Please refer to FIG. 2, which shows the relative intensity of optical emission at various delay times. As shown in the figure, when applying the present invention, 2 slm of nitrogen is filled in a 10-mm discharge gap under an atmospheric pressure the relative intensity of optical emission line 3 for nitrogen molecules at a wavelength of 316 nm is measured. And it is clearly shown that the optical emission line 31 varies significantly for different delay time between the first pulse and the second pulse. As shown in the optical mission line 31, when the pulse delay time is 40 μs, the intensity is about 90, which is much higher than 63.2 for a conventional two-electrode dielectric barrier discharge. Hence, triple-electrode dielectric barrier discharge has a higher discharge plasma density than the two-electrode one, where the total power intensity can be doubled by applying two closely correlated power sources at the same discharge area.

Please refer to FIG. 3, which shows the ratio of the emission intensity and its total input power at various power for a conventional two-electrode DBD 41 and the (a) triple-electrode DBD 42 with the same total input power. As shown in the figure, the emission intensity per unit power 42 for the triple-electrode DBD (42) is higher than that 41 for the conventional two-electrode DBD (41).
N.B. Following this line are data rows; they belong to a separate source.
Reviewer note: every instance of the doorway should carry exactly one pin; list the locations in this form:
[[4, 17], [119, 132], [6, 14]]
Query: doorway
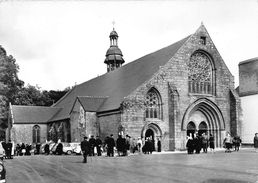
[[190, 129], [203, 128]]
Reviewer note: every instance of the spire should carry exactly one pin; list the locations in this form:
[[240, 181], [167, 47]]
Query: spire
[[114, 57]]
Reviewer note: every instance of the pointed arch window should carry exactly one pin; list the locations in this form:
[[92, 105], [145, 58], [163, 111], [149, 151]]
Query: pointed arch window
[[36, 134], [200, 74], [153, 104]]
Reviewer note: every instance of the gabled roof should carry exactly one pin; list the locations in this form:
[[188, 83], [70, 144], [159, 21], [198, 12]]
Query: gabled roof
[[120, 82], [91, 104], [32, 114]]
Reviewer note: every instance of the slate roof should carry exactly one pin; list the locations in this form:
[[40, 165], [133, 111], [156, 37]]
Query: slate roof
[[119, 83], [32, 114], [249, 60], [92, 104]]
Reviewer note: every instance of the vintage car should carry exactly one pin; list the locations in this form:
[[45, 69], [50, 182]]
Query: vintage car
[[76, 147], [67, 148], [2, 168], [2, 171]]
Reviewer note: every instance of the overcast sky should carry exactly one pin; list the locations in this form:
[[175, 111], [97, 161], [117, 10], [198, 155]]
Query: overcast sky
[[60, 43]]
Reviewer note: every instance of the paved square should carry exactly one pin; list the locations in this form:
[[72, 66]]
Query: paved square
[[220, 167]]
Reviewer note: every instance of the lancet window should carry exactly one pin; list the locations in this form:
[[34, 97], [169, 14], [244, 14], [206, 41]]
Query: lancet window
[[153, 104], [36, 134], [200, 74]]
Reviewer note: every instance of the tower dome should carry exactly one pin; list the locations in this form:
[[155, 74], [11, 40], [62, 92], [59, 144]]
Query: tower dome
[[114, 57]]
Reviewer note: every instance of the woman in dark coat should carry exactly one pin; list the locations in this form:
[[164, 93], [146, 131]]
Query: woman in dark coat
[[46, 149], [59, 149], [211, 142], [256, 142]]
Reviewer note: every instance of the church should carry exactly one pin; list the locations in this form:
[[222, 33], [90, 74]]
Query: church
[[169, 94]]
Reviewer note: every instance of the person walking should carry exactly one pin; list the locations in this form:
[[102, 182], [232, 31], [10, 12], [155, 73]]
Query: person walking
[[92, 142], [237, 142], [98, 145], [110, 146], [85, 147], [228, 143], [159, 145], [120, 145], [9, 147], [211, 142], [204, 142], [46, 149], [256, 142], [139, 145]]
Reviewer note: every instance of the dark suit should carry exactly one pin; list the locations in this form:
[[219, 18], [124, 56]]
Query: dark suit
[[85, 147]]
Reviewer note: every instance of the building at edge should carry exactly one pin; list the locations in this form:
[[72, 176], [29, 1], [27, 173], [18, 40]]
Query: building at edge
[[171, 93], [248, 92]]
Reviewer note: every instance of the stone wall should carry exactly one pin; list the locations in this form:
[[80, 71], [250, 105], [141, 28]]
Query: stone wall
[[22, 133], [248, 77], [175, 74], [109, 124], [82, 123]]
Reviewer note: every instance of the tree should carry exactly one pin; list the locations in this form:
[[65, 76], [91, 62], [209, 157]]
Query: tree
[[10, 84]]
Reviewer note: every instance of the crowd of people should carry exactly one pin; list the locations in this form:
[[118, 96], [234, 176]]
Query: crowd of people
[[122, 146], [196, 143], [126, 145]]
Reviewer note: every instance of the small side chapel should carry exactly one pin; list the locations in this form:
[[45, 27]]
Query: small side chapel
[[169, 94]]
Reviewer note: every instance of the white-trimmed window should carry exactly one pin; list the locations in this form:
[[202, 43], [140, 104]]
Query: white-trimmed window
[[36, 134], [200, 73], [153, 104]]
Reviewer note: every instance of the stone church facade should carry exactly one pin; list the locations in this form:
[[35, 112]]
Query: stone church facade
[[169, 94]]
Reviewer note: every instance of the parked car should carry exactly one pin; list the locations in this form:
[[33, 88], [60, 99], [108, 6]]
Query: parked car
[[67, 148], [51, 145], [2, 168], [2, 171], [76, 147]]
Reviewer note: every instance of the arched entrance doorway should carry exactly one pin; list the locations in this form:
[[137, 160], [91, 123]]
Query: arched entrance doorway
[[149, 133], [152, 131], [203, 128], [190, 129], [207, 117]]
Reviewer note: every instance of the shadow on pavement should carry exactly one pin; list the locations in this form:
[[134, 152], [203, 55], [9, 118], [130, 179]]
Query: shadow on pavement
[[223, 181]]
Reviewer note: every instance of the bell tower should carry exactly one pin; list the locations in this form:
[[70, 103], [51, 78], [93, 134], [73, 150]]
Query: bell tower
[[114, 57]]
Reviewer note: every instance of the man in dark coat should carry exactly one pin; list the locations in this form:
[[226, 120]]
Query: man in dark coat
[[9, 147], [98, 145], [119, 145], [46, 149], [92, 142], [159, 145], [110, 146], [85, 147]]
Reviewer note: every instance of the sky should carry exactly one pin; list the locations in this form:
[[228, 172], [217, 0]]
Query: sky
[[58, 44]]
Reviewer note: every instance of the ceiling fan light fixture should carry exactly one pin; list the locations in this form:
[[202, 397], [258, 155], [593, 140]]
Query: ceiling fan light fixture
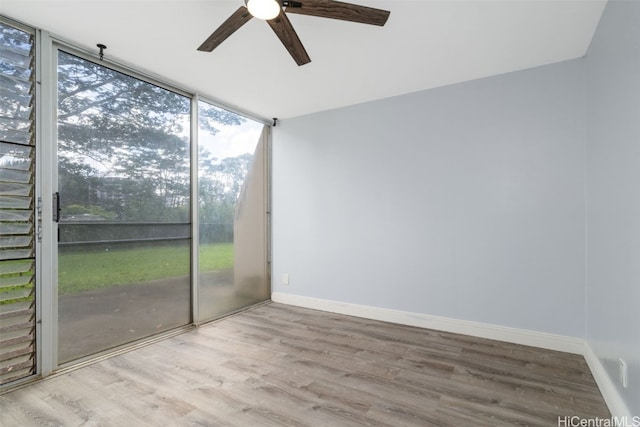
[[264, 9]]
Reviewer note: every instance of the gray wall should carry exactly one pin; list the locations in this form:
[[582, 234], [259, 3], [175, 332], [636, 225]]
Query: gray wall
[[465, 201], [613, 196]]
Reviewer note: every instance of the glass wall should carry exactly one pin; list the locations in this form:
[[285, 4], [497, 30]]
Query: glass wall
[[232, 206], [124, 221]]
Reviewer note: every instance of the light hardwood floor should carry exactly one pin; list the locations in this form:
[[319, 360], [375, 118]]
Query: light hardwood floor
[[277, 365]]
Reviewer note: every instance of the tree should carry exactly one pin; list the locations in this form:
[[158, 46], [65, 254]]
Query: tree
[[123, 144]]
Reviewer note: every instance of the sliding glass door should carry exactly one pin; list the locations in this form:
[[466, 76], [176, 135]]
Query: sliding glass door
[[232, 206], [124, 208]]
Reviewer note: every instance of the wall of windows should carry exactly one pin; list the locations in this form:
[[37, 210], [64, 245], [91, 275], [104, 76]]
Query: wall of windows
[[154, 207]]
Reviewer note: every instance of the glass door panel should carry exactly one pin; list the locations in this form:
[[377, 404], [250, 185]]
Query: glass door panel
[[232, 204], [124, 224]]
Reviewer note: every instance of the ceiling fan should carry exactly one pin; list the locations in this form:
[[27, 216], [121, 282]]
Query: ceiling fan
[[273, 11]]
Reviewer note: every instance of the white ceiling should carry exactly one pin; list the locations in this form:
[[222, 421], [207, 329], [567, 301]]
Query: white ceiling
[[425, 44]]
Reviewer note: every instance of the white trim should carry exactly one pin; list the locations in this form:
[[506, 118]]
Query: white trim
[[616, 405], [466, 327], [483, 330]]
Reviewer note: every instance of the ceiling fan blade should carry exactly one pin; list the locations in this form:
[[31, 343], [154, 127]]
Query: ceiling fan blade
[[228, 27], [289, 38], [339, 10]]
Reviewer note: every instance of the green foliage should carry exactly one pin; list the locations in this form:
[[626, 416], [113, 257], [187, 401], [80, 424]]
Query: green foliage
[[86, 270], [123, 144]]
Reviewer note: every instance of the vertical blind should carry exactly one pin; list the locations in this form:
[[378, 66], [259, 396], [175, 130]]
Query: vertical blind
[[17, 184]]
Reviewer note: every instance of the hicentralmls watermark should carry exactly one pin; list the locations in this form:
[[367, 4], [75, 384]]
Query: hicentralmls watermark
[[575, 421]]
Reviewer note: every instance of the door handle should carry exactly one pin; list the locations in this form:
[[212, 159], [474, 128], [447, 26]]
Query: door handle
[[56, 207]]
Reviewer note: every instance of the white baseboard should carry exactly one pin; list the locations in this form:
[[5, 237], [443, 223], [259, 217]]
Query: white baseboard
[[615, 403], [466, 327], [483, 330]]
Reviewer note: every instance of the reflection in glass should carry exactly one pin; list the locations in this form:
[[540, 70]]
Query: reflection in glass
[[124, 183], [232, 212]]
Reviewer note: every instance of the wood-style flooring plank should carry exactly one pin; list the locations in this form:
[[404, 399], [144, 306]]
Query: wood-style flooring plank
[[278, 365]]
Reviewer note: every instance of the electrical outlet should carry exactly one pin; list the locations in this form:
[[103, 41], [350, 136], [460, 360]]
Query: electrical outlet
[[622, 372]]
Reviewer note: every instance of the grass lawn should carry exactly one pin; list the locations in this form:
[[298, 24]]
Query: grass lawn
[[82, 271]]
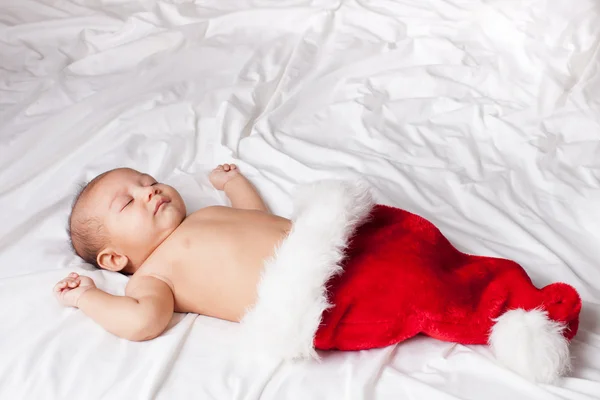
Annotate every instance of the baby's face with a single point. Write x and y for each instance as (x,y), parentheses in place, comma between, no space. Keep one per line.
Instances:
(137,212)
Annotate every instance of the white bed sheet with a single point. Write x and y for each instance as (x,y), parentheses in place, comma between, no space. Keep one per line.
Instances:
(481,115)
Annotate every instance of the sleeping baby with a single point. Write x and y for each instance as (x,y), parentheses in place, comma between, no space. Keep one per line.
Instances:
(342,274)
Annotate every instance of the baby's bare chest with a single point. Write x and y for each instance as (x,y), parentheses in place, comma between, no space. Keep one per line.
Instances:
(212,263)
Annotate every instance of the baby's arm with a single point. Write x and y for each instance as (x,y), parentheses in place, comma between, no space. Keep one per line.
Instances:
(240,191)
(142,314)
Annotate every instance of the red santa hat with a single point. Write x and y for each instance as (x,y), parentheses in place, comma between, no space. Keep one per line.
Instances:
(353,275)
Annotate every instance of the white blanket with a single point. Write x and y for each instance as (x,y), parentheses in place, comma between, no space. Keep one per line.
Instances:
(481,115)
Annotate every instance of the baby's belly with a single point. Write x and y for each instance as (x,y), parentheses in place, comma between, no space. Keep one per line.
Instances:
(222,283)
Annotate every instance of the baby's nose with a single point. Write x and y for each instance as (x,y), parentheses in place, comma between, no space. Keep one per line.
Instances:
(150,191)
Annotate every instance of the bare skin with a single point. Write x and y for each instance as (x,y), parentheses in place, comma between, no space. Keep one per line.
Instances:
(208,263)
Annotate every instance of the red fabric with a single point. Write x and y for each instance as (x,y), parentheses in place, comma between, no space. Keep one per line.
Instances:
(402,277)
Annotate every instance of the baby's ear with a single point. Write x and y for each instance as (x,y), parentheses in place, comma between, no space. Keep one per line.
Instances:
(111,260)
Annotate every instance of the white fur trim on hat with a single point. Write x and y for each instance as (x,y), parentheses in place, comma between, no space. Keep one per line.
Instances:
(291,292)
(531,344)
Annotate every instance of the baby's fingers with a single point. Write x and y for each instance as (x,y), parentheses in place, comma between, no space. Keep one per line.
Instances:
(67,283)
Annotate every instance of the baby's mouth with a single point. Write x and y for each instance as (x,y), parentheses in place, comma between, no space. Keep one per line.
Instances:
(159,203)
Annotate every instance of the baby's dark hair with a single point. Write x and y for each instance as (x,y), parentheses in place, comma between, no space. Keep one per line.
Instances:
(86,232)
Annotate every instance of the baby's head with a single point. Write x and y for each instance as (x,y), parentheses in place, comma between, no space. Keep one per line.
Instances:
(121,217)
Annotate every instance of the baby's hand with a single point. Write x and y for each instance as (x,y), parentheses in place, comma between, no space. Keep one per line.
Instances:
(69,290)
(223,174)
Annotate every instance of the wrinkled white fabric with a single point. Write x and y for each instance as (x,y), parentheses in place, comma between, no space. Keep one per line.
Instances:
(482,115)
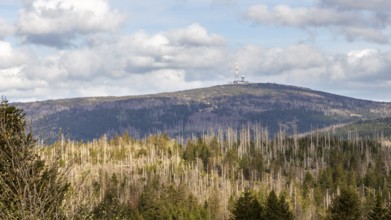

To sum up, the present invention is an apparatus of triple-electrode dielectric barrier discharge at an atmospheric pressure where a wide discharge gap can be used at an atmospheric pressure and its plasma density can be greatly enhanced for processing thick materials and speeding up the processing.

The preferred embodiment herein disclosed is not intended to unnecessarily limit the scope of the invention. Therefore, simple modifications or variations belonging to the equivalent of the scope of the claims and the instructions disclosed herein for a patent are all within the scope of the present invention.

Claims

1. An apparatus of triple-electrode dielectric barrier discharge at an atmospheric pressure, comprising: a plasma chamber;a first electrode;a second electrode;a common ground electrode;a first power supply;a second power supply;a mass flow controller;a plurality of dielectric layers; anda mass flow controller, said mass flow controller providing plasma gases to obtain said pre-ionization plasmas.

2. The barrier discharge apparatus according to claim 1, wherein said plasma chamber is equipped with a plasma monitor and an input of plasma gas.

3. The barrier discharge apparatus according to claim 1, wherein said first electrode and said second electrode are applied by a first high voltage pulse and a second high voltage pulse separately.

4. The barrier discharge apparatus according to claim 3, wherein a pulse delay time and a phase lag can be varied between the 1st pulse input of said first electrode and the 2nd pulse input of said second electrode.

5. The barrier discharge apparatus according to claim 4, wherein the voltage pulse for either said first pulse or said second pulse is a modulated pulse selected from a direct-circuit (DC) pulse, an alternating-circuit (AC) pulse, a radio frequency (RF) pulse and a microwave pulse.